New to me

Nov 15, 2006 00:22

mushrooms
tomato sauce
tuna (flakes in oil)
gravy
potatoes
baby corn
lettuce
cucumber
tomatoes


She says she wants us to cook when she comes over, so I wrote down the ingredients I'm supposed to buy. This shouldn't be something new or weird - when Donna comes over, she always expects that I cook something for her. Donna and I are friends. It's that simple. I go to the grocery, pick up stuff for whatever I'm cooking, and it's not a big deal.

Not that this is a big deal. We've cooked together before. The first time she spent the night here, we made lasagna. But she was the one who bought most of the ingredients. I don't know how she handled it. She probably handled it fine.

Nobody's ever contributed items to jot down in my grocery list. I don't buy baby corn. Or gravy. Not that I don't like them, I do. It's just... they've never really come up.

It's a simple list. We're making salad and some kind of pasta that's supposed to ease my way into a new diet that doesn't involve meat. At least I think that's what this is. I think it's about my heart (that weird thing I had during 4th year HS that I had to take depressants for).

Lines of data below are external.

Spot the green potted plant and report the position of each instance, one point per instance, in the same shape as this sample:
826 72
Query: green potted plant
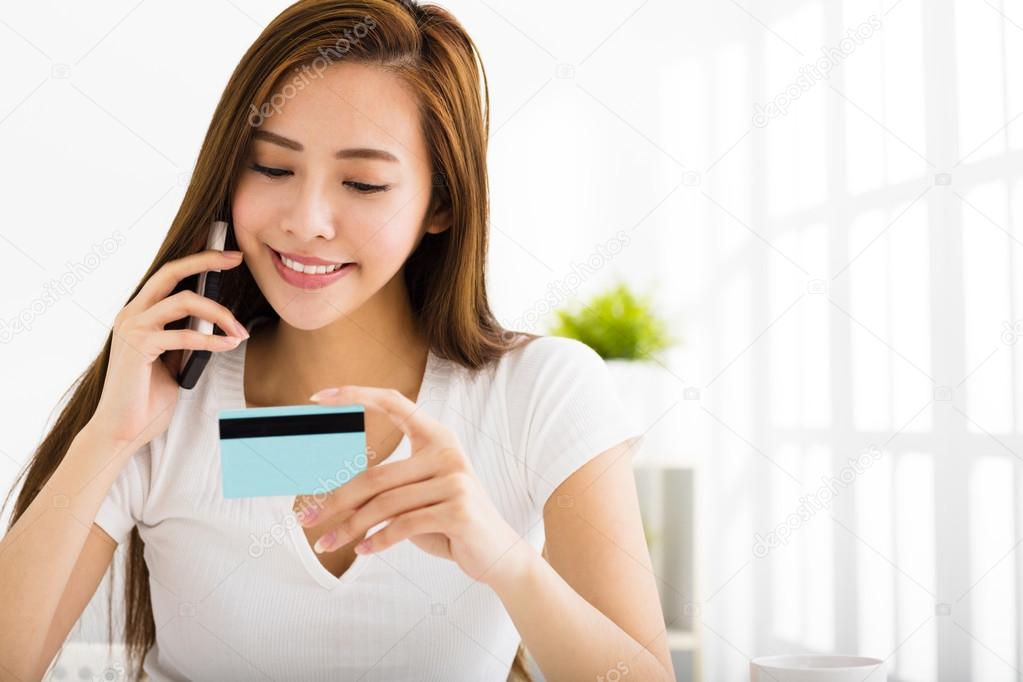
626 330
618 324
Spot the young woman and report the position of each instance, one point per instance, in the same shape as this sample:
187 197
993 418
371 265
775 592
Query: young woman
352 136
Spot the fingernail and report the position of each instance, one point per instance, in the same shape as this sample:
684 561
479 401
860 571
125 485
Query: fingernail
324 542
322 394
308 515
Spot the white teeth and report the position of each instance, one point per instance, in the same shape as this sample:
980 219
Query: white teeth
309 269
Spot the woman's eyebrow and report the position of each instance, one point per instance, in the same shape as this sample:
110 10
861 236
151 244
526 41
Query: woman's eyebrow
359 152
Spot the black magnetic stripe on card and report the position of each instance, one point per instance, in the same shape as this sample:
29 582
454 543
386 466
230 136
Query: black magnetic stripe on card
295 424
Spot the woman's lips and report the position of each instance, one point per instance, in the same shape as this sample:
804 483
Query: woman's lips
305 280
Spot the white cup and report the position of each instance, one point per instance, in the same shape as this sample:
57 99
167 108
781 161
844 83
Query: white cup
814 668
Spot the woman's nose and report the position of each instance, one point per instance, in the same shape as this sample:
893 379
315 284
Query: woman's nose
313 214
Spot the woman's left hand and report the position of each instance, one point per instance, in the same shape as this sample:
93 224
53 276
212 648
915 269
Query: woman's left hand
433 498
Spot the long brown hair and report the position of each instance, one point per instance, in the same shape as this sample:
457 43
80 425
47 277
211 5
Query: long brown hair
445 275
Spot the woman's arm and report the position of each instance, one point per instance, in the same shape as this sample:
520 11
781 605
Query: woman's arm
40 551
593 611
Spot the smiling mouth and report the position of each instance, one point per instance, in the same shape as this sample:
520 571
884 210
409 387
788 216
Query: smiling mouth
310 269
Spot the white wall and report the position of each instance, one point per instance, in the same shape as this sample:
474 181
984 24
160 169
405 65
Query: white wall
842 273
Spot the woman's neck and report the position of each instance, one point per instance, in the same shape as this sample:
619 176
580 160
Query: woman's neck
377 345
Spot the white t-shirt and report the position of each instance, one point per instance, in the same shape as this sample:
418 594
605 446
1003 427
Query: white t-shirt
238 594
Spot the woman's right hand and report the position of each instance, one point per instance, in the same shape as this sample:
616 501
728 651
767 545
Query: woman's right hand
140 391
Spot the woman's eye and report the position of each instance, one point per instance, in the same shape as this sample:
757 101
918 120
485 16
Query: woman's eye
361 187
270 172
364 188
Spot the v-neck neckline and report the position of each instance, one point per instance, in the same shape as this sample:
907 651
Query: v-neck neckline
234 364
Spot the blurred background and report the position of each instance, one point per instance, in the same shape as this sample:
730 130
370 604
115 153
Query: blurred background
801 216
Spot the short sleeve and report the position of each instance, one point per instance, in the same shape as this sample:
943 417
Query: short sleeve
564 410
122 508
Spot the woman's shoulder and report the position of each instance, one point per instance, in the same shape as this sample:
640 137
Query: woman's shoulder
545 354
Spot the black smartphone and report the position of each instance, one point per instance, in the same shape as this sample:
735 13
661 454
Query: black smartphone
193 362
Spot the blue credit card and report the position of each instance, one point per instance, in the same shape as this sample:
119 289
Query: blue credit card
291 450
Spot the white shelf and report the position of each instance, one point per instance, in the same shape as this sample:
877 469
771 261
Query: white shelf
681 640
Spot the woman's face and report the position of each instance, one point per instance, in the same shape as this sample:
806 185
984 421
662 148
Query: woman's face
340 174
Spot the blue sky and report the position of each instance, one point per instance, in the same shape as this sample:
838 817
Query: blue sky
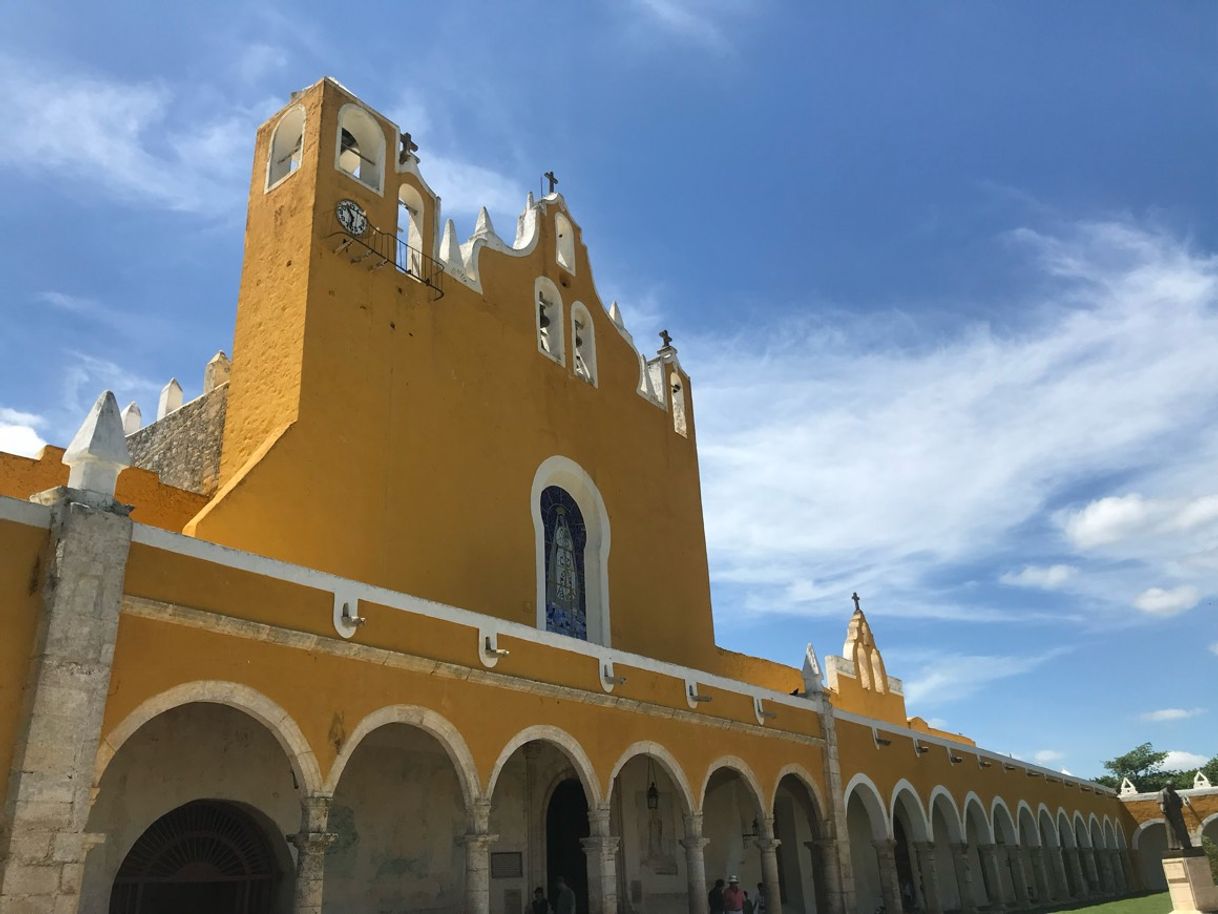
945 277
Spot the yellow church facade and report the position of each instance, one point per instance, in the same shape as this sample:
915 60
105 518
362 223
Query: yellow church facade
411 611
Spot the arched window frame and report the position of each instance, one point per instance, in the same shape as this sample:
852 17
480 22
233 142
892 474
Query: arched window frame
586 352
554 334
411 221
370 139
564 243
569 475
285 148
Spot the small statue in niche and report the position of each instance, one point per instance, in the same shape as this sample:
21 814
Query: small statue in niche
1172 804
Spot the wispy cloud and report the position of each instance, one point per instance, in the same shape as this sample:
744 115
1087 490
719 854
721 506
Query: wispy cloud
1158 601
844 451
1180 761
126 138
944 678
1171 714
18 432
1039 577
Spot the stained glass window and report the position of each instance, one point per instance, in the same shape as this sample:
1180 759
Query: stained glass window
565 540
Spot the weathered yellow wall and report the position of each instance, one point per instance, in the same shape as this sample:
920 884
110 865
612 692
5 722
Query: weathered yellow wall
154 502
21 547
402 435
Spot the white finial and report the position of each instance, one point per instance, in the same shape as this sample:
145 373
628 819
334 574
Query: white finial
171 399
217 372
132 418
98 452
450 249
482 228
811 672
615 316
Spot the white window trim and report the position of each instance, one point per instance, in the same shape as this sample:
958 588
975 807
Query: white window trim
337 148
268 185
570 477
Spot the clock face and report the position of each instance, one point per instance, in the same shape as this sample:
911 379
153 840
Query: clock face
352 217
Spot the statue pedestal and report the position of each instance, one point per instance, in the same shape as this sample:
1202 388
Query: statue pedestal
1190 882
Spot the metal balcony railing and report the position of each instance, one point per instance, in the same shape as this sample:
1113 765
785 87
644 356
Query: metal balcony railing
379 249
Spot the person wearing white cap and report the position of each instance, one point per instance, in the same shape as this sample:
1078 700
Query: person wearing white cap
733 897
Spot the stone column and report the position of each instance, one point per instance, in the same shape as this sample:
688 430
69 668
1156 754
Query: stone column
696 863
889 882
964 878
1018 881
478 858
80 583
769 846
994 878
1076 871
601 848
1040 875
311 842
825 852
923 852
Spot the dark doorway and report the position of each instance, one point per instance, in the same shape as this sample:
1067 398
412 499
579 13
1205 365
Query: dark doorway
201 858
566 821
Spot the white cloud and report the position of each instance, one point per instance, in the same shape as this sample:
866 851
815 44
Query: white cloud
1178 761
861 453
1172 714
18 433
939 679
138 141
1158 601
1044 578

My mother thinks of her as a blessing. She's been trying to get me to go veggie for years. My mother was the only one who really cared about what was going on with my heart. Well, until she came along.

Back to the list. Did I get everything right? She mentioned something about eggplant and soup. Was I supposed to write that down? Am I supposed to get the canned baby corn or the fresh ones? Should I ask her? Cause I'm assuming she'd want the fresh ones, but what if the canned ones taste better to her?

This is why I don't like being part of committees - I never know what's going on. Is this why I'm so comfortable with unrequited love? People think it's hard, but it's so easy. You always know what the other woman is going to say to you. She's going to say "No". They're all going to say "no". Well, except when they're insane and they diddle me around like a yoyo, but even then their final, final answer would be "No" or a long, stunned silence. I'm so used to this response that when I asked her today to watch a movie with me, I was actually expecting her to say "No". Really, I was mentally preparing myself to be turned down for a date. By my own girlfriend.

Yes, I don't know how to do this. Yes, I mess up a few times. Yes, there are a lot of things I don't immediately "get". Everything is just so new and scary and wonderful. This new life I'm building, I don't know where it's leading, and I'm not entirely sure how to go about building it. But the fact that I'm building it with her, that's what matters.

I might as well buy the soup and the eggplant.